Autry survives in the experience of the youngest of children, however, through the Christmas songs he recorded – “Rudolph the Red-Nosed Reindeer” and “Frosty the Snowman.” He both wrote and recorded “Here Comes Santa Claus.”

At the height of his career, he took his responsibility as a role model seriously enough that he formulated and promoted “The Cowboy Code” to his young fans.
1. The Cowboy must never shoot first, hit a smaller man, or take unfair advantage.
2. He must never go back on his word, or a trust confided in him.
3. He must always tell the truth.
4. He must be gentle with children, the elderly, and animals.
5. He must not advocate or possess racially or religiously intolerant ideas.
6. He must help people in distress.
7. He must be a good worker.
8. He must keep himself clean in thought, speech, action, and personal habits.
9. He must respect women, parents, and his nation’s laws.
10. The Cowboy is a patriot.
Reared in a Baptist home, he chose a non-orthodox direction in his adult life as a Christian Scientist. But it is obvious that his childhood training went with him throughout life. He volunteered for the Army Air Corps in 1942, for example, and served his country as the pilot of a transport plane during World War II.

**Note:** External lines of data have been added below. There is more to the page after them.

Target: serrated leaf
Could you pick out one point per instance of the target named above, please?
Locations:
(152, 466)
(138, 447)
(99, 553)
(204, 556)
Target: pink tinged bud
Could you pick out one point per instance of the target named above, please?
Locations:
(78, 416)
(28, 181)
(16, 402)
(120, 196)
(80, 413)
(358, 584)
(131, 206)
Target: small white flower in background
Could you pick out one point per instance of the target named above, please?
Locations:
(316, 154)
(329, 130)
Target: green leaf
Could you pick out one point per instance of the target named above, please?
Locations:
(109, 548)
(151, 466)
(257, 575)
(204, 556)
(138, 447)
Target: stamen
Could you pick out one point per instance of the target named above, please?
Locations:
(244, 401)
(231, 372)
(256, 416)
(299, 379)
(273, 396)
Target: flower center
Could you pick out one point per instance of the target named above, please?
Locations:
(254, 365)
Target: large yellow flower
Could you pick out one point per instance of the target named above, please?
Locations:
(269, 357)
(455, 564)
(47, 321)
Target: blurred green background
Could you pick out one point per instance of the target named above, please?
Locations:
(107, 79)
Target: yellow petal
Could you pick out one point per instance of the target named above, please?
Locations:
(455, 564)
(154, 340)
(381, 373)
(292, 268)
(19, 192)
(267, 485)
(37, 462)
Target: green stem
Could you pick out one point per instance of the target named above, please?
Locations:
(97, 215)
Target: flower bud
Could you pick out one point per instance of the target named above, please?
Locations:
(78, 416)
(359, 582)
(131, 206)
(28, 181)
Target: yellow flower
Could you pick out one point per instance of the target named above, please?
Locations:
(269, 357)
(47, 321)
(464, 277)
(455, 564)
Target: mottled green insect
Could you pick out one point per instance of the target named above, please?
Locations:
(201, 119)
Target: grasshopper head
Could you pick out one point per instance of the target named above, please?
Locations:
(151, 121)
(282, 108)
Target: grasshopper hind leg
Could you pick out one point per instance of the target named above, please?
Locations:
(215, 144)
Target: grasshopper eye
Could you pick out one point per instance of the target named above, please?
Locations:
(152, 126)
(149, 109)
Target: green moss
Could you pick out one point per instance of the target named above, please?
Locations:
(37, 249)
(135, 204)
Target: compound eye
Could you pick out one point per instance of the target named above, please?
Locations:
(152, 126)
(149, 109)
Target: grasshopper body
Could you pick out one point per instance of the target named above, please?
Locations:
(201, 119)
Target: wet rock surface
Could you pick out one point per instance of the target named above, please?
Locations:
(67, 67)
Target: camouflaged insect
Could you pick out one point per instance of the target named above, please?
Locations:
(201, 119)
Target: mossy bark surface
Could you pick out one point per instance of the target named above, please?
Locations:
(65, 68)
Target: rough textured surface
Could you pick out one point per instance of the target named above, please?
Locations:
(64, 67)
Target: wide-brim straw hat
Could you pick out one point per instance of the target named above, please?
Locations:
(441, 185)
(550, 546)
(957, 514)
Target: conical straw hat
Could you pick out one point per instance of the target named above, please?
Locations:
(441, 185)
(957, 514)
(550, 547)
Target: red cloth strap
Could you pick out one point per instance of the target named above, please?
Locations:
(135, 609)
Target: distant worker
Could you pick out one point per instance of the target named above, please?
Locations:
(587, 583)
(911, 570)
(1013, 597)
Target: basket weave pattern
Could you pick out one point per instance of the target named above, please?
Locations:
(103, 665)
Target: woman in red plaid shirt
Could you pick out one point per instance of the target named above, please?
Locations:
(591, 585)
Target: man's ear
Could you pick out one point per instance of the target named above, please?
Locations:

My daughter found the Cowboy Code recently and showed it to me. My first-blush reaction was to think how different Autry’s sense of duty to young fans was from that of today’s superstars – whether athletes, musicians, or actors. Without being too cynical, today’s celebrities are better known for defying any code resembling the one above, then mocking anyone who might do otherwise.

Have times changed? Yes. The modern cult of personality is all about the object of admiration. A person with talent is idol-ized – and too often comes to worship at his or her own shrine. Have times changed? No. Right and wrong are still knowable. And celebrities exert tremendous influence on their followers.

“Better to be poor and walk in integrity than to be crooked in one’s ways even though rich” says Proverbs 28:6. Or, with ever-so-slight alteration: “Better to be an unknown and walk in integrity than to be crooked in one’s ways even though numbered among the rich and famous.”